It is known that water is supplied into the Earth's interior by subducting slab. The dense hydrous magnesium silicate (DHMS) phases play an important role in transporting water to further depths through slab subduction. On the other hand, the components of oceanic crust such as Si, Fe and Al also supplied into the Earth’s interior. Particularly, Al is one of the important elements because it increases the melting temperature of minerals. phase D of Mg-endmember (Mg-phase D, ideal formula MgSi₂O₆H₂), which is one of the important DHMS, is stable in the mantle transition zone and the lower mantle. The stability is limited only in low temperature region (<1200℃) such as subducted slab (Frost and Fei, 1998). Recently, phase D of Al-endmember (Al-phase D, ideal formula Al₂ SiO₆H₂) was discovered (Pamato et al, 2014), which is stable at temperatures up to 2000℃. Since these two phases have a similar crystal structure, it is considered to have solid solution between Mg- and Al-phase D end members. However, the actual solid solution has not been reported yet. In this study, we investigated the possible existence of the solid solutions between these two phases under the mantle transition zone condition.
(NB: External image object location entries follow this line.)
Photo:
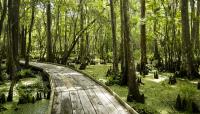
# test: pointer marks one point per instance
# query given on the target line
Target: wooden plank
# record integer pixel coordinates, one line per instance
(76, 103)
(118, 106)
(86, 104)
(96, 102)
(56, 104)
(66, 107)
(109, 106)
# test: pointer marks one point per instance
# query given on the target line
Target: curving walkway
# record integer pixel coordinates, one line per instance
(74, 93)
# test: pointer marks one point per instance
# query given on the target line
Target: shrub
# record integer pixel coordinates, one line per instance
(2, 98)
(195, 108)
(48, 94)
(172, 80)
(178, 103)
(156, 75)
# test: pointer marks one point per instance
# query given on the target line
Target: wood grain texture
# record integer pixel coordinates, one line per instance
(75, 93)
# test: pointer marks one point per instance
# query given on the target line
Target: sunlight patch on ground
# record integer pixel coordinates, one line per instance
(72, 73)
(102, 80)
(157, 80)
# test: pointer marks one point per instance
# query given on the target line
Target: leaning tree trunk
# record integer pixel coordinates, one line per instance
(49, 40)
(3, 15)
(113, 24)
(82, 43)
(124, 62)
(187, 55)
(12, 19)
(30, 31)
(143, 37)
(133, 89)
(196, 45)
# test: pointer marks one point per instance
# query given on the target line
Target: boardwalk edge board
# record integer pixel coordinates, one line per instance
(51, 84)
(131, 110)
(123, 103)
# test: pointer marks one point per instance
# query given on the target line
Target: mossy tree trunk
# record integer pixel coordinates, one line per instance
(49, 39)
(124, 62)
(13, 6)
(143, 37)
(114, 42)
(133, 89)
(187, 54)
(30, 35)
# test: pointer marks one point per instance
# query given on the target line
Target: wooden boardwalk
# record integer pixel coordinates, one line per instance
(74, 93)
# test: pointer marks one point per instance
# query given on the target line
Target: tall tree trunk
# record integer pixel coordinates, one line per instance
(15, 30)
(143, 37)
(49, 39)
(124, 62)
(133, 89)
(82, 43)
(196, 45)
(3, 15)
(113, 24)
(30, 31)
(11, 36)
(187, 55)
(23, 41)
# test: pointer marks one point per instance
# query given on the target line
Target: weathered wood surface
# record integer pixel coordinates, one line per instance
(75, 93)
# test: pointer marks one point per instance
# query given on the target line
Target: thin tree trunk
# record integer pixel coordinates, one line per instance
(187, 58)
(123, 62)
(143, 37)
(49, 39)
(113, 24)
(11, 35)
(3, 15)
(133, 89)
(30, 35)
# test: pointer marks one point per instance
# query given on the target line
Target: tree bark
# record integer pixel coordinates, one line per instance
(124, 62)
(133, 89)
(12, 19)
(114, 45)
(3, 15)
(49, 39)
(187, 55)
(143, 37)
(30, 35)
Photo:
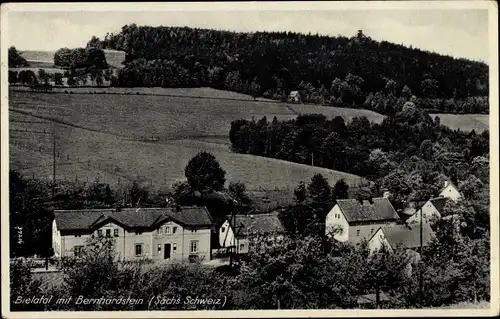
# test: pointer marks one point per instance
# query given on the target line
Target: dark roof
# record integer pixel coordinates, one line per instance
(258, 223)
(439, 203)
(408, 237)
(267, 201)
(372, 298)
(131, 217)
(379, 209)
(449, 183)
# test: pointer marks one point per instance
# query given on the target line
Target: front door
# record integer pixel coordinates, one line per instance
(166, 252)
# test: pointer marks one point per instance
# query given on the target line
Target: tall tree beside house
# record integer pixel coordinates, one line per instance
(28, 214)
(15, 59)
(384, 271)
(204, 173)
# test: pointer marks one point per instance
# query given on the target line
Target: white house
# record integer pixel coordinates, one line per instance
(354, 220)
(404, 236)
(235, 231)
(433, 208)
(295, 97)
(183, 233)
(450, 191)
High-temperature and high-pressure experiments were conducted using a Kawai-type high pressure apparatus, MAPLE600 at Hiroshima University and Orange-3000 at Ehime University (GRC). The experimental conditions were 20 GPa to 26 GPa, 1200-1600℃, which are corresponding to the conditions in the mantle transition zone to upper lower mantle. The starting materials for the mixtures of MgO, Mg(OH)₂, Al₂O₃ and Al₂O₃ powders were prepared in the MgSiO₃-Al₂O₃-H₂O system with intermediate compositions between Mg- and Al-phase D end members.
The results at 20 GPa and 26 GPa showed that no solid solution between Mg- and Al-phase D was observed. On the other hand, we observed that Mg-phase D incorporates Al³⁺ and H+ by decreasing Si⁴⁺. In addition, it was found that Al³⁺ and H⁺ can be replaced up to 1 pfu. These results indicate that this phase D is considered as a third end member (MgAl-phase D, ideal formula MgAlSiH₃O₆). Since MgAl-phase D has not been reported yet, we determined the thermal stability between 20 GPa and 26 GPa. The result showed that MgAl-phase D has the same thermal stability as Mg-phase D. Although the water content of MgAl-phase D (H₂O ~ 15 wt.%) is 1.5 times that of Mg-phase D (H₂O ~ 10 wt.%), the thermal stability remains unchanged, which is noteworthy. These results suggest additional hydration extending from the mantle transition zone to the upper lower mantle.
Finally, due to the high water content in MgAl-phase D, we plan to measure the hydrogen positions of MgAl-phase D through neutron experiments at J-PARC before this presentation. The intention is to reveal the reasons for the increased water content and the factors contributing to the identical temperature stability with Mg-phase D.